‘Classification czar’ can testify in AIPAC staffers’ case


WASHINGTON (JTA) — The Bush administration’s former "classification czar" can testify for the defense in the case against two former AIPAC staffers.

Federal Judge T.S. Ellis III in an order released Wednesday allowed the testimony of William Leonard, who headed the Information Security Oversight Office, in the classified information leak case.

Leonard could be the most damaging witness to the prosecution when Keith Weissman, the American Israel Public Affairs Committee’s former Iran analyst, and Steve Rosen, its former foreign policy chief, go to trial for allegedly relaying classified information to colleagues, journalists and Israeli diplomats.

Lawyers for Rosen and Weissman sought the testimony of Leonard, who oversaw classification procedures from 2002 to 2008, and his predecessor, Steven Garfinkel, because both men have argued in retirement that the government overclassifies. Their expertise could undermine arguments that the information allegedly handled by Rosen and Weissman met the standards of "national defense information," which Ellis has said the government must prove.

Proving that information was classified is not by itself enough to show wrongdoing. Prosecutors must show it meets national defense information standards of being "closely held" by the United States and that its release could potentially damage the nation.

Prosecutors sought to bar Leonard from the witness stand, saying that his testimony would violate a law banning government officials who have been substantially involved in an investigation from testifying on behalf of any party contesting the United States in court cases arising out of the investigation.

In his order, Ellis summarily dismissed prosecution claims that an hourlong conversation prosecutors had with Leonard in 2006 qualified as "substantial involvement" in the investigation as defined by the law.
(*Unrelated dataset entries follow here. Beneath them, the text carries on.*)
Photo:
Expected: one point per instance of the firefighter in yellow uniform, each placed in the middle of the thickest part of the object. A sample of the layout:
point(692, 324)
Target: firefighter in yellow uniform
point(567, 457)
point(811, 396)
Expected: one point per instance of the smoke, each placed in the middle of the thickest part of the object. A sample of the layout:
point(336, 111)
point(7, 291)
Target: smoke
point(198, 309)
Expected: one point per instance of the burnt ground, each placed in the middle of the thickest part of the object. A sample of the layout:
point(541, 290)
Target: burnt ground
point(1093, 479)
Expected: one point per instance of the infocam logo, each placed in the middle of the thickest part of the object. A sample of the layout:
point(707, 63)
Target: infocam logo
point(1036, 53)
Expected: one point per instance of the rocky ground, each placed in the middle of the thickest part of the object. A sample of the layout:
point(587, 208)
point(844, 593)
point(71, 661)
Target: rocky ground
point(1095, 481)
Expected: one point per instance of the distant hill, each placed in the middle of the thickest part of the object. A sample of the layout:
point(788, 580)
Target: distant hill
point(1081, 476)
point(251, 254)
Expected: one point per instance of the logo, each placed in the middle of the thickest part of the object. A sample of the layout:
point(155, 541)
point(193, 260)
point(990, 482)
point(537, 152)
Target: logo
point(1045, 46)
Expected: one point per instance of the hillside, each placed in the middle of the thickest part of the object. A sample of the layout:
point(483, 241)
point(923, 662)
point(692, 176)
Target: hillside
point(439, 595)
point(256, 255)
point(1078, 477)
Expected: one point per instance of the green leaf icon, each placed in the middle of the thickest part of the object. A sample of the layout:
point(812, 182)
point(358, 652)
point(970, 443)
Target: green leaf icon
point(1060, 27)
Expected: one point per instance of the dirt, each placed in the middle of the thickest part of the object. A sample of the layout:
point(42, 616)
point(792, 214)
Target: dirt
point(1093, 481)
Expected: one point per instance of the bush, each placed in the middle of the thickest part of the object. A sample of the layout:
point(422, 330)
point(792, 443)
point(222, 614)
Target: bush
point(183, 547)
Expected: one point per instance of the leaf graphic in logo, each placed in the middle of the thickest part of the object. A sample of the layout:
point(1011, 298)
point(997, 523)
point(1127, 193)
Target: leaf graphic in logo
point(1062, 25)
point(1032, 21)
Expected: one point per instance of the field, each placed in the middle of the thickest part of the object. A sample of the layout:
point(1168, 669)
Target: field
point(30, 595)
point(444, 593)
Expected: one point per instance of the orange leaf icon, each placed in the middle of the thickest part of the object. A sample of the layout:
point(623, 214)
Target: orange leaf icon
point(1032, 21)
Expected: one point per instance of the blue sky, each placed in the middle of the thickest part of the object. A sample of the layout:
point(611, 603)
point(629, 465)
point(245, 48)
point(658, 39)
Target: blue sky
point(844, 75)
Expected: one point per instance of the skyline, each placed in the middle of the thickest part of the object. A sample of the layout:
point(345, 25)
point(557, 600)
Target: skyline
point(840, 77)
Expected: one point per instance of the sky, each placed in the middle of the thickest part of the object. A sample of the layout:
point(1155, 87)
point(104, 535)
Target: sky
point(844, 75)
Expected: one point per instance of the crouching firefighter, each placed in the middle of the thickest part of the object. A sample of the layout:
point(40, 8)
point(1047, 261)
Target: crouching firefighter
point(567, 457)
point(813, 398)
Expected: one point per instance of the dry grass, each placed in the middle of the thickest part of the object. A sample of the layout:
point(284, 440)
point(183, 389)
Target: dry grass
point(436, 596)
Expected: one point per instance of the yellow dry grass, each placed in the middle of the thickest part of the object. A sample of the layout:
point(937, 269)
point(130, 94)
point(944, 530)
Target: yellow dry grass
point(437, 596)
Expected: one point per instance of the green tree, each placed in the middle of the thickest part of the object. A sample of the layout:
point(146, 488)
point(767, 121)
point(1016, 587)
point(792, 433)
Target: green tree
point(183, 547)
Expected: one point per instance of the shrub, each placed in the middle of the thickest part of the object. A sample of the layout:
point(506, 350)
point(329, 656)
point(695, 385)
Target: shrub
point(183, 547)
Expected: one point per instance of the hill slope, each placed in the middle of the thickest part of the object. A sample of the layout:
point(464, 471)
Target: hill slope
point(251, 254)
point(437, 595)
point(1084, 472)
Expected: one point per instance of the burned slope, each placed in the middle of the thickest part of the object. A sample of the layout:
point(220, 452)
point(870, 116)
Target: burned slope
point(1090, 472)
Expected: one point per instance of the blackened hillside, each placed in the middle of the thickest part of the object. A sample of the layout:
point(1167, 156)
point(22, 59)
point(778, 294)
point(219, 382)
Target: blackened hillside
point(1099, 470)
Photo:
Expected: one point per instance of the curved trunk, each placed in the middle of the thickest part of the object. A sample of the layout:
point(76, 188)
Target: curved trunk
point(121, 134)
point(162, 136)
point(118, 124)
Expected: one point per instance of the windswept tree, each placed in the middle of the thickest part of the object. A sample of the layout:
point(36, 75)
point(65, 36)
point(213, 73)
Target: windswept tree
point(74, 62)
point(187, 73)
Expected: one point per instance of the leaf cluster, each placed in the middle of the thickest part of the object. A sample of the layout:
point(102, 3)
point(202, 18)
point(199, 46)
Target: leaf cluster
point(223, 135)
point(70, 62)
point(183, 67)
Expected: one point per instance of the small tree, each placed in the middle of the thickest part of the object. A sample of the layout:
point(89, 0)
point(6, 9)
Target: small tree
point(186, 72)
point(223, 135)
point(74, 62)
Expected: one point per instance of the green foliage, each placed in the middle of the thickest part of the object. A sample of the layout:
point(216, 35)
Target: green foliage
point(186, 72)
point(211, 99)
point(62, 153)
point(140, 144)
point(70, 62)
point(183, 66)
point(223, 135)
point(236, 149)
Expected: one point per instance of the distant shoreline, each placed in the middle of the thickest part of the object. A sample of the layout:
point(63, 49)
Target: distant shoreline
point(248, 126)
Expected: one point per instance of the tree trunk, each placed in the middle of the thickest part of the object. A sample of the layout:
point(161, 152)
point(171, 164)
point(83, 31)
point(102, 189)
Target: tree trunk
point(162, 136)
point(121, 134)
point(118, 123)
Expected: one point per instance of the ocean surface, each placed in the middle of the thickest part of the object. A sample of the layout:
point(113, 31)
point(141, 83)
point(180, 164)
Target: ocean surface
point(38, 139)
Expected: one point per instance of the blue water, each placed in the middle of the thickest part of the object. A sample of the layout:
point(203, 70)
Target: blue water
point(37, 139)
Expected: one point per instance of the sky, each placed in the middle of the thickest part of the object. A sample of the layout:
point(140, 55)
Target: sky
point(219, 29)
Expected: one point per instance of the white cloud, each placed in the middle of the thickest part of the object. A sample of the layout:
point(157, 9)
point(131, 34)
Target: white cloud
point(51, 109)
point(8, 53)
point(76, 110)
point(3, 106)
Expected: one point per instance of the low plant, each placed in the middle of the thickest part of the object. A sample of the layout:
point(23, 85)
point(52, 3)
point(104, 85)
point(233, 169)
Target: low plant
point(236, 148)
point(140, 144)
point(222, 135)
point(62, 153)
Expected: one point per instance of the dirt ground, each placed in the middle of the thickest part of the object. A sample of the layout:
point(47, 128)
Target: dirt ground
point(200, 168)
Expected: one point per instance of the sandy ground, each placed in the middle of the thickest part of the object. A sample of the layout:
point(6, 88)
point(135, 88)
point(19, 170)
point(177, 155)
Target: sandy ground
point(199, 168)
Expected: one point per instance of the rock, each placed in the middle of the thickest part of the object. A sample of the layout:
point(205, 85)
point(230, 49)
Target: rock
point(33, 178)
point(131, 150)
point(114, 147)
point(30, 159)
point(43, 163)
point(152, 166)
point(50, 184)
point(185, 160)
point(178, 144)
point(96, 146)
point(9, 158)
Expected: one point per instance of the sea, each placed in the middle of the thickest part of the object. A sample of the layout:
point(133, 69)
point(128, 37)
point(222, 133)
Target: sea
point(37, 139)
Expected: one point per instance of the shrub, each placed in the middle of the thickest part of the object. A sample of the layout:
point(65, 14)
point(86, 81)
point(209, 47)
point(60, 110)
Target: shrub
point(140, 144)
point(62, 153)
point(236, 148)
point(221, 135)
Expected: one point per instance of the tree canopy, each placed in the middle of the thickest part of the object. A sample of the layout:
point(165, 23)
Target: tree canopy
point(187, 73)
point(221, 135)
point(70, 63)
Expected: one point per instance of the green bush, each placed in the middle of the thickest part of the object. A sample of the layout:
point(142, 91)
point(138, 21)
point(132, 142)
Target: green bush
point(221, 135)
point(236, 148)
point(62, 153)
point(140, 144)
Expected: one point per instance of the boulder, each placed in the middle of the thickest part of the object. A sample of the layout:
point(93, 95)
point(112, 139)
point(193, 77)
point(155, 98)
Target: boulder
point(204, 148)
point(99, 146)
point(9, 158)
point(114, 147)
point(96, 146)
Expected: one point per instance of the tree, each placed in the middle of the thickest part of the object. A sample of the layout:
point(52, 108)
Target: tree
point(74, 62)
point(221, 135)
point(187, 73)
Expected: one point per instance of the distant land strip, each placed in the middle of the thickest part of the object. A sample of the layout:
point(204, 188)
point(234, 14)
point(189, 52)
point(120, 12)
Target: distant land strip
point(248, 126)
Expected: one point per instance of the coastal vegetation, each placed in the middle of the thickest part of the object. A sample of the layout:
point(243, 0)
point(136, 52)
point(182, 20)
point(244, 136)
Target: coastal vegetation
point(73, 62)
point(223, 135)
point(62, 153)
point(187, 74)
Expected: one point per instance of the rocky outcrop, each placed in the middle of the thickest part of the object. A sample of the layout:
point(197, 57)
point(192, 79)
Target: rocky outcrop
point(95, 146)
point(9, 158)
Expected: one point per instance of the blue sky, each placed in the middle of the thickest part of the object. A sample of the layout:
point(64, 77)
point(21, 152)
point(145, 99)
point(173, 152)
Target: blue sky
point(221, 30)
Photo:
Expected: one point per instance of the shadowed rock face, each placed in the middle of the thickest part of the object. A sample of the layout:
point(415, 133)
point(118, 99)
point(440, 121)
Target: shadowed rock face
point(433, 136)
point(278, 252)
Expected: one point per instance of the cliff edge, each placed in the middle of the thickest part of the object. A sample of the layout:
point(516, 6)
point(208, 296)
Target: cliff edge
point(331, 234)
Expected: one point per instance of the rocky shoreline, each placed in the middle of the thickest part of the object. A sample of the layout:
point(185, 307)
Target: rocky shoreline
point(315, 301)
In a footnote, the judge suggests that the true reason prosecutors sought to keep Leonard off the stand was that he made clear in the meeting that his views on overclassification would undermine rather than reinforce their case.

"That Leonard might disagree with the government is no reason to allow the government to invoke" the relevant statute "to prevent Leonard from serving as a defense expert," Ellis wrote.

FBI agents raided AIPAC offices in August 2004; Rosen and Weissman were indicted a year later. Their case has yet to come to trial, mostly because of disagreements over what information may be presented at trial.